Tampoco lo hay para nuestro innombrable. Y no nos referimos al sujeto de la oración, sino al sujeto social, el que nada le importa y del que nunca desea discutir, ni de él ni de otros elementos de la opinión pública, a la que coincidentemente el nuestro llama ‘charlatanería’. Y es que como el personaje de ficción, la verdadera identidad política de nuestro innombrable debe seguir disfrazada, como desde siempre, y por ello debe vivir únicamente de y con palabras. Cuando uno lee El Innombrable de Samuel Beckett resulta inevitable asociar los monólogos de aquél con nuestro inefable innombrable:

“...no hay necesidad de boca, las palabras están por doquier, dentro de mí, fuera de mi. Bien, bien, hace un minuto que yo no tenía cuerpo, las oigo, no hay necesidad de oírlas, no hay necesidad de cabeza, imposible pararlas, estoy en las palabras, hecho de palabras, palabras de otros ¿Qué otros? El lugar también...”

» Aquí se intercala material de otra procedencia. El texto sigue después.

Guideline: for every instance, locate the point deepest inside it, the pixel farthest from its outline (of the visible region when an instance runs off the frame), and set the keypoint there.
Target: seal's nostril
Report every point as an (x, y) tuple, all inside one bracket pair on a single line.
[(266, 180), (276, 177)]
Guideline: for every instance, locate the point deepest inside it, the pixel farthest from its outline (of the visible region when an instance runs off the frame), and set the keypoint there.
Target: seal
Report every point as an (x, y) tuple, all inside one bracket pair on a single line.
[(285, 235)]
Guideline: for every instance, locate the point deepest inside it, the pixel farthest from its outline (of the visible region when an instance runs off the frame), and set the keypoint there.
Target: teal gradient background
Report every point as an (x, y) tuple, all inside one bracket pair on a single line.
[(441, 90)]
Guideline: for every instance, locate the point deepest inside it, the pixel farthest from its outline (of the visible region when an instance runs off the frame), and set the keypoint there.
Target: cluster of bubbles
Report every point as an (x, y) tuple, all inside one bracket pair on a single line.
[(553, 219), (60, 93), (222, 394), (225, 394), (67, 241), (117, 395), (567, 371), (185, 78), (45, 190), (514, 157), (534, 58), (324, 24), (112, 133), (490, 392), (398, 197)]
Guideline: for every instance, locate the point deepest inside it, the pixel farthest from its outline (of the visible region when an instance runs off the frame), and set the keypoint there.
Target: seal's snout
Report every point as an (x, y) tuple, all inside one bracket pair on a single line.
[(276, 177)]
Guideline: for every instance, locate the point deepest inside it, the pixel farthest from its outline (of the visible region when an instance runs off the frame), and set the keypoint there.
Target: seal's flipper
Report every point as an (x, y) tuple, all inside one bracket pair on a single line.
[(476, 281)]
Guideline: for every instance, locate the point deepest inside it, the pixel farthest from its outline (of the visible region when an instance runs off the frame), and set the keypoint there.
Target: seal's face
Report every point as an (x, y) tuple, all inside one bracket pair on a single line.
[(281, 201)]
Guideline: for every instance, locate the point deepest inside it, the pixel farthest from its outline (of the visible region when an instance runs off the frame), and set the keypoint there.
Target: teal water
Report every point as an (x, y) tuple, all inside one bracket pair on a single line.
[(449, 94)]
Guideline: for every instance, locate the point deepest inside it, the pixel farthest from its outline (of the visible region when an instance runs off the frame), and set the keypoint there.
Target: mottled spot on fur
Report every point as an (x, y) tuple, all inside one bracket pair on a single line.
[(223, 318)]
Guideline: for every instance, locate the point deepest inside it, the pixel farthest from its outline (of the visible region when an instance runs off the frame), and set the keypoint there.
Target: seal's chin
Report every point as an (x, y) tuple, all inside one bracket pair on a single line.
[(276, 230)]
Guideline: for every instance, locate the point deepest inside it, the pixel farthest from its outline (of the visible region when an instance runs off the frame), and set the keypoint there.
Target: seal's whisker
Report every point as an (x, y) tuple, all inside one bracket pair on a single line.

Palabras des corporizadas que identifican a El Innombrable de Beckett, pero irónicamente no existe palabra para su nombre. A curso inverso, el nuestro si tuvo palabra para su nombre, de hecho dos: Hugo Rafael, de las que se desprendió con el concurso de una promesa incumplida. Un desprendimiento de nombres que no tuvo necesidad de bocas, tan solo de la suya, la que profirió la ofrenda quebrantada.

Como el personaje ficcionado por Beckett, nuestro innombrable prosigue sin integridad pues ya no sabe qué es; continúa sin creencias, sin identificación creíble, sin saber por qué es culpable de sus pecados, sin ninguno de esos puntales éticos en los que los hombres trascendentes suelen apoyarse. Sobrevive en el escenario político y continuará sobreviviendo porque se lo permitimos. En un universo político que no entiende nada, y sin contar siquiera con un nombre, no tendrá salvación.